33. letting go

71 7 3
                                    

"Lo, yakin?" tanya Bumi dengan ragu "I mean, you can-"

"100% sure. There will be another chance, I'll be okay." tukasnya dengan yakin selepas ia memberitahukan rencananya untuk mengambil gap year selama dua tahun "Lo malu ya punya pacar tapi dia nggak kuliah?" tanyanya dengan nada lirih.

"Hah? Apaan banget dah? Nggak lah! Ngapain gue malu punya pacar pinter?"

Jawaban dari lelaki itu sedikit banyak membuat perasaan ragunya menghilang, walaupun masih ada banyak rasa gelisah yang tidak bisa ia sampaikan kepada siapapun, termasuk Bumi, tetapi setidaknya kehadiran kekasihnya itu membuatnya merasa nyaman.

●●●•●●●•●●●

Selama enam bulan terakhir, Daisy mengisi waktu luangnya dengan membuka jasa les privat kepada siapapun, termasuk kepada adik-adik kelasnya. Selain menjadi tutor di jam tambahan pada sekolahnya dahulu, ia masih tetap bekerja paruh waktu di kafe milik Cakra. Berulang kali ia mengingatkan Bumi supaya tidak menungguinya seharian bekerja tetapi lelaki itu tetap berpegang teguh pada pendiriannya.

Sebagai hasilnya, koleksi buku pada pojok baca kafe itu semakin bertambah karena lelaki itu pasti akan bosan setengah mati bila berulang kali membaca buku yang sama.

Mata kecokelatan milik Bumi tampak serius menekuri lembaran-lembaran kertas di hadapannya. Itu adalah lembaran berkas pendaftaran ulang pada kampusnya. Daisy menghela napas seraya membantu kekasihnya untuk merapikan dan memberikan tanda checklist pada berkas yang sudah ia persiapkan dan tanda silang pada berkas yang belum juga ia siapkan.
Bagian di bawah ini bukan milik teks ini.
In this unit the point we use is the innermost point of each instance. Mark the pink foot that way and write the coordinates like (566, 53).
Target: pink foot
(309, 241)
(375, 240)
"Bener nih? Nggak ada yang kurang? Formulir pendaftaran? Indentitas diri? Surat tanda kelulusan?" Bumi mengangguk yakin "Fotokopian KTP?" ada jeda sebelum Bumi menjawab pertanyaan itu.

"Ah, iya! Gue lupa! Lagian zaman udah canggih, masih aja KTP di fotokopi..."

"Namanya juga Indonesia, judulnya doang E-KTP, ujung-ujungnya masih perlu di fotokopi..." dengusnya "Nanti gue temenin fotokopi. Udah nggak ada lagi ya berkas yang ketinggalan?"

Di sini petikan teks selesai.